The cycle’s core methodological commitment—to hold the complexity of the AI moment without collapsing it into premature resolution—is the practical expression of Ostrom’s anti-panacea principle. The triumphalist who celebrates AI as pure liberation and the alarmist who condemns it as pure catastrophe are both reaching for panaceas: clean resolutions that substitute ideological comfort for the honest difficulty of diagnosis. The silent middle that the cycle identifies—those who hold both truths simultaneously—is the position that Ostrom’s diagnostic approach demands.
In the specific domain of AI governance, the principle challenges every faction in the debate. Just make it open—open-source everything and transparency will solve the problem—is a panacea: a single solution proposed for a problem whose defining feature is its diversity. Just regulate it—pass the right law and the harms will be contained—is a panacea: a single authority presuming to govern what no single authority can know. Just align it—solve the technical alignment problem and governance becomes unnecessary—is a panacea: a technical fix proposed for what is fundamentally an institutional and political challenge. Ostrom’s diagnostic alternative asks: what kind of resource is this specific AI application, at what scale does this specific harm live, in what community, with what available institutional repertoire? The answers differ by case, and so should the governance responses.
The explicit formulation of the anti-panacea principle came in a 2007 paper titled “A Diagnostic Approach for Going Beyond Panaceas,” co-authored with Marco Janssen and John Anderies, and was consolidated in Ostrom’s 2009 Nobel lecture. The paper identified two dominant panaceas in environmental governance: privatization (give individuals property rights and let markets allocate) and centralized state management (impose rules from above and enforce them through bureaucracy). Both had been applied wholesale across radically different contexts, often producing the opposite of their intended effects. The solution Ostrom proposed was not a third panacea but a method: a systematic diagnostic approach that maps the features of the resource, the community, and the institutional environment before prescribing anything.
The principle had a self-reflexive moment that Ostrom acknowledged with characteristic honesty. She came to regret that the term “design principles” had confused many readers into treating the eight principles as a checklist rather than a diagnostic lens. In a footnote to her Nobel lecture she confessed she might have used “best practices” instead, precisely because “design principle” sounded too much like a blueprint. A framework that applies its own central warning to itself—insisting that even the design principles must not become a panacea—is the rarest kind of intellectual achievement: a theory that means it.
The appeal of elegance over truth. The deeper reason panaceas are seductive is not merely practical but aesthetic: a single clean solution is beautiful, and the messy plurality of diagnostic, context-specific governance is ugly by comparison. Ostrom understood this temptation and refused it on principle. The rejection of complexity in favor of the elegant model is not rigor. It is a failure of nerve dressed up as parsimony. The AI commons is genuinely complex, and a governance theory that flatters us with simplicity is lying.

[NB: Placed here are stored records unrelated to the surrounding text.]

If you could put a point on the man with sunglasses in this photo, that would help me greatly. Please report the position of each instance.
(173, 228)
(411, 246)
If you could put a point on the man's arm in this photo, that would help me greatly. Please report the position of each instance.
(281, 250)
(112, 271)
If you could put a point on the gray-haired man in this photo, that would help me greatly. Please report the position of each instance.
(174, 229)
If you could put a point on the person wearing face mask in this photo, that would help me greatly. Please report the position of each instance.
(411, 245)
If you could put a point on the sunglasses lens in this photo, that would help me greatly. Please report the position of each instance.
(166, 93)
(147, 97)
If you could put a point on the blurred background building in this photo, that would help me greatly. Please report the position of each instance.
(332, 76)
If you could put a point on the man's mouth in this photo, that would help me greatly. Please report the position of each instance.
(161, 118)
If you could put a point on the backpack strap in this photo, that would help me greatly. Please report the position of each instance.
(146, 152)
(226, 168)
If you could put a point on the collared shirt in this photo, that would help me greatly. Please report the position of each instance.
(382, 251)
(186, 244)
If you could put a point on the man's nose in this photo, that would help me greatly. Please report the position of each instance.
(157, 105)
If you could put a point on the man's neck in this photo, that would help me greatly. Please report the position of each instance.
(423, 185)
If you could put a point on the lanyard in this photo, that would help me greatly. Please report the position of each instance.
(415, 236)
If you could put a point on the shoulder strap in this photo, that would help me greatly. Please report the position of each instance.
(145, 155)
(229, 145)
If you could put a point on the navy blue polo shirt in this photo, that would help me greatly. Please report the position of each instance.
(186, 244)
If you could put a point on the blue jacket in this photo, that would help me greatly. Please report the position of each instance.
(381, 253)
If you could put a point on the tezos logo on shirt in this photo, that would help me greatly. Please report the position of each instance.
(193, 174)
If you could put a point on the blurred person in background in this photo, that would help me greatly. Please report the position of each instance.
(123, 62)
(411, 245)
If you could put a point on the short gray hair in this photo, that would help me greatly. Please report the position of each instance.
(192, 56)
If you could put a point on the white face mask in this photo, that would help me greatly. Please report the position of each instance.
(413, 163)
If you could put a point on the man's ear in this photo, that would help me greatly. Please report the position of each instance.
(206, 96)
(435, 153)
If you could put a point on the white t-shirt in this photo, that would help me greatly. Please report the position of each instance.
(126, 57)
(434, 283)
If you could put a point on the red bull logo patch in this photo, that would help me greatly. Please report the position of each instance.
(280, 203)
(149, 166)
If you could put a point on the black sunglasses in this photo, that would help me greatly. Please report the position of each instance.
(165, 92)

Diagnosis as the alternative. The diagnostic method Ostrom developed asks a structured set of questions about any governance problem: what are the attributes of the resource system; what are the attributes of the resource units; what is the governance system; what are the attributes of the users; and how do these interact to produce outcomes? Applied to AI, this means refusing to treat “AI governance” as a single problem with a single answer, and instead asking: which AI application, which harms, which communities, which institutional capacities, at which scale? The different answers to these questions point toward genuinely different institutional responses—the data commons governance problem is not the compute-concentration problem, which is not the catastrophic-misuse problem, which is not the model-fairness problem.
The panacea test. A useful heuristic for evaluating AI governance proposals: if the proposal would govern all AI applications in all contexts through the same mechanism, it is probably a panacea and should be held with suspicion proportional to its universality. The more an approach insists on its universal applicability, the more likely it is that the insistence substitutes confidence for diagnosis. This is not an argument against coordination or common standards—which are themselves context-appropriate responses to specific problems of interoperability and catastrophic risk—but an argument against the reflex to reach for the single solution before completing the diagnostic work that would reveal which solutions are actually matched to which problems.